Po raz pierwszy polskim uczelniom udało się pokonać magiczną granicę liczby zagranicznych studentów. Jest ich 100.000, a nawet więcej – według POL-on jest ich 102 tysiące, według GUS (inna metoda liczenia) – 105 tysięcy.  Jeżeli Francuzi, Niemcy, a przede wszystkim USA, Chiny, Australia i Zjednoczone Królestwo robią wszystko, by ściągnąć międzynarodowych studentów do swoich uczelni, to uzyskanie przez Polskę takiego wyniku na tak konkurencyjnym rynku należy uznać za poważny sukces.

Dla Australijczyków i Brytyjczyków zagraniczni studenci oznaczają przede wszystkim duże i dobrze zarobione pieniądze. Dla Chin i USA, obok pieniędzy, równie ważny jest prestiż dla kraju. A po co tylu zagranicznych studentów w Polsce? Oczywiście zagraniczni studenci wnoszą wkład finansowy. Większość z nich płaci za studia, ale przecież do naszej gospodarki wpływają dodatkowo opłaty za mieszkanie, wyżywienie, rozrywki itp. Ważniejsze są również inne aspekty obecności zagranicznych studentów. Polska boryka się z problemem zapaści demograficznej, a wiadomo, że część młodych ludzi po zdobyciu wyksztalcenia pozostanie w naszym kraju, zasilając rynek pracy bardzo potrzebujący pracowników o wysokich kwalifikacjach. Absolwenci, którzy po studiach wracają do swoich krajów stają się z reguły swoistymi „ambasadorami” Polski w swoich środowiskach.

Ze względu na zagranicznych studentów w polskich uczelniach coraz więcej programów odbywa się w języku angielskim – z tej oferty korzystają także polscy studenci. Obecność międzynarodowych studentów podnosi poziom polskich uczelni. Prof. Alojzy Nowak, rektor Uniwersytetu Warszawskiego, występując podczas organizowanej przez „Perspektywy” konferencji „Studenci zagraniczni w Polsce 2023” trafnie zauważył, że zagraniczni studenci „zmusili polskie uczelnie do innego podejścia do studentów i do wprowadzenia innych standardów nauczania”.

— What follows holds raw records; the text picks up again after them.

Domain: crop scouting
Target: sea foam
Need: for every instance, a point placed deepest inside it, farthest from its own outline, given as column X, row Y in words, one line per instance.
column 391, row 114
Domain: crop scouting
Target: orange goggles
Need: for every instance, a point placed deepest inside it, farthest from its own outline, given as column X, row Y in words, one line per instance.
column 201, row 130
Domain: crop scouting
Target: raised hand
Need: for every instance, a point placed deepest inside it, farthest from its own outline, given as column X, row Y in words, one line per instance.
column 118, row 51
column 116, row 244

Pięć lat temu podczas konferencja „Studenci Zagraniczni w Polsce” na Politechnice Śląskiej postawiliśmy sobie cel – 100 tysięcy studentów zagraniczny” - przypomniał Waldemar Siwiński, założyciel Fundacji Edukacyjnej „Perspektywy” i dodał: „To sukces, którego powinniśmy sobie nawzajem pogratulować”.

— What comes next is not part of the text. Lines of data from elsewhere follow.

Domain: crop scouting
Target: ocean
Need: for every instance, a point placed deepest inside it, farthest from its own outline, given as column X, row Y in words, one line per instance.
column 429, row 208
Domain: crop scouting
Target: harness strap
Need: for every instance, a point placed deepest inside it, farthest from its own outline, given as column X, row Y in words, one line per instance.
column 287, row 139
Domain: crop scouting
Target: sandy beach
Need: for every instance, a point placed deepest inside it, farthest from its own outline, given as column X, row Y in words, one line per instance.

Ciesząc się z sukcesu, powinniśmy jednocześnie pamiętać, że został on osiągnięty głównie dzięki obecności studentów z Ukrainy; na 105.400 zagranicznych studentów aż 48.100 to Ukraińcy. Czas więc, aby dbając o dalszy wzrost liczby studentów zagranicznych, postarać się o ich większą dywersyfikację. Dlatego z zadowoleniem należy przyjąć zwiększone zainteresowanie programem „Study in Poland” młodych ludzi z takich krajów jak Uzbekistan, Azerbejdżan czy Turcja.